Duas medalhas de ouro e uma de bronze em jogos parapan-americanos, cinco bronzes em Paraolimpíadas. Apesar dos bons resultados, Zezé se sente frustrada pela falta de reconhecimento quando não se chega em primeiro lugar. A parceria laureada não trouxe a Knittel os méritos pelo trabalho feito no esporte. A velocista se entristece por nunca ter trazido um ouro nas Paraolimpíadas, o que traria a seu guia o reconhecimento que merece. “Ele foi o primeiro a fazer esse tipo de trabalho e ninguém fala dele”, diz Zezé.
Para se tornar bom guia, não basta enxergar: é necessário ser um atleta de ponta. Segundo Everaldo Brás Lúcio, professor de Educação Física e guia da AJIDEVI, o orientador precisa estar mais preparado que o próprio para-atleta. Em um primeiro instante, ambos treinam juntos. Depois, partem para treinos individuais. “O orientador treina o dobro”, diz Lúcio. Um exemplo da qualidade nos treinamentos dos guias é a velocidade que uma pessoa tem que alcançar para correr ao lado de Lucas Prado, cego mais rápido do mundo. Seu guia Justino Barbosa percorreu, ao seu lado, os 100 metros da pista de atletismo, na Paraolimpíada de Pequim, em 11s03. Se Barbosa terminasse a corrida dos 100 metros com esse tempo nas Olimpíadas de Atenas, em 1896, seria recordista olímpico, com 0,97 segundos a menos que o tempo de Tom, que bateu o recorde naquele ano.
Prado, hoje, treina com dois guias - além de Barbosa, Laécio Alves Martins.
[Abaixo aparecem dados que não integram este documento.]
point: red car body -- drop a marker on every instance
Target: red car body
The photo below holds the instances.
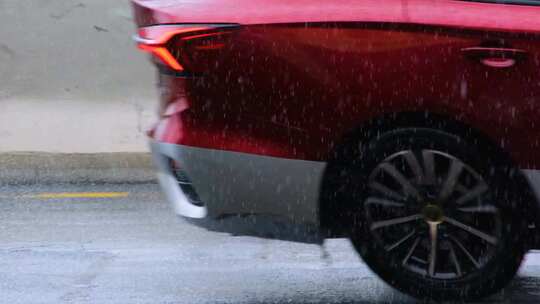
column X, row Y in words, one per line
column 269, row 91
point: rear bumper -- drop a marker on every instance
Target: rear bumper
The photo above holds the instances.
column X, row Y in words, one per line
column 233, row 183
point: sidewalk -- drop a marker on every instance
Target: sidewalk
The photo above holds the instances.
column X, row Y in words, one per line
column 76, row 97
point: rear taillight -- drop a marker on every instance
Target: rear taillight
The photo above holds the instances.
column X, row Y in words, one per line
column 188, row 47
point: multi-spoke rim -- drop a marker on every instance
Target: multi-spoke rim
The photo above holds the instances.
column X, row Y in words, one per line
column 432, row 213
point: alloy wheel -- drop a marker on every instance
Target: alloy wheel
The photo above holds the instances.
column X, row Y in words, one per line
column 432, row 213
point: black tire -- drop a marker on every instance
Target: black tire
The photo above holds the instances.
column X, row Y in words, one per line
column 504, row 248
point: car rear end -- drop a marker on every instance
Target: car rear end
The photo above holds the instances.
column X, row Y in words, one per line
column 217, row 150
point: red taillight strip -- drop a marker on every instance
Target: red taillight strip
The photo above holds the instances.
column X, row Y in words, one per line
column 157, row 35
column 153, row 39
column 163, row 54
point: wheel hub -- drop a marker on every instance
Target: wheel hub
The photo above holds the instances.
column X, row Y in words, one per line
column 433, row 213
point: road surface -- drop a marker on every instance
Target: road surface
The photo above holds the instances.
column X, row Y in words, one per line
column 121, row 244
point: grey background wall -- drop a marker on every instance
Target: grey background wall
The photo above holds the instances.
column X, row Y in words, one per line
column 71, row 79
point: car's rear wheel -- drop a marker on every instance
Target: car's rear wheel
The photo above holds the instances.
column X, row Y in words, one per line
column 433, row 215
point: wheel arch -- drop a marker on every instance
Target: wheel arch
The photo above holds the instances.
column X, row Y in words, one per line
column 334, row 220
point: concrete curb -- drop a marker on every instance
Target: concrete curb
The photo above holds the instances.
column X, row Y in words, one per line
column 41, row 167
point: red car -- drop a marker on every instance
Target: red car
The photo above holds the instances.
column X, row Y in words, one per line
column 409, row 126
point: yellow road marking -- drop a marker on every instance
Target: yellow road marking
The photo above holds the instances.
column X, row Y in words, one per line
column 79, row 195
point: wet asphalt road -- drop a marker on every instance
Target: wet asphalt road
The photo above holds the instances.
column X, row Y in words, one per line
column 132, row 249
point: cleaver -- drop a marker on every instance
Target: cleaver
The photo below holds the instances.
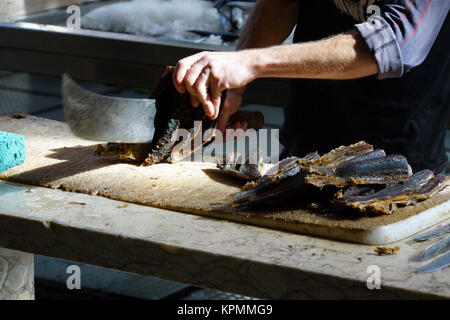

Mais que respeito, o novo guia conquistou a confiança de Prado. “Aprendemos que juntos podemos alcançar qualquer coisa, assim como um atleta com visão”, comenta. Essa parceria trouxe uma lição para o guia: “ele me ensinou que não existem dificuldades que não possam ser superadas”. Dificuldades que Martins terá, suando a camisa e buscando preparo físico suficiente para acompanhar Prado, que projeta correr os 100 metros em 10s.
A preparação feita pelos guias não serve apenas para o trabalho paraolímpico. Lúcio diz que os guias costumam participar de provas também como atletas. “Uma coisa não impede a outra”, explica. As competições não ocorrem no mesmo momento, o que facilita a dupla jornada de preparação.
Atualmente o guia não é tratado como atleta. Não existe nenhum incentivo para esse trabalho. Segundo Lúcio, por isso, há a grande dificuldade no para-atletismo em conseguir guias. O número desses profissionais é baixo. Hoje, para-atletas recebem a “bolsa atleta” do Ministério do Esporte para continuar no esporte. Existe a possibilidade de conseguir essa ajuda financeira também para os guias, que são voluntários. “Apenas os guias de atletas de ponta recebem algo”, explica. Chocolate e Barbosa, guias de Ádria e Prado, respectivamente, recebem auxílio dos patrocinadores, comenta Lúcio.
Longe das principais notícias do esporte e do reconhecimento pelo trabalho feito, Gerson Knittel, pioneiro como guia, acredita que agora é o momento para se aposentar. Knittel iniciou como atleta na empresa onde trabalhava em 1986, com 21 anos. No ano seguinte, foi convidado para guiar atletas com deficiências visuais. A primeira para-atleta com quem Knittel treinou foi Ádria. Com ela teve sua maior alegria no esporte, quando a dupla conquistou dois ouros e uma prata nas Paraolimpiadas de Sydney, em 2000. A maior decepção de Knittel foi nunca ter conseguido um ouro em Paraolimpíadas com Zezé. Ele sente que faltou alguma coisa, que poderiam ter chegado em primeiro lugar. “Ela tem muito talento”, completa.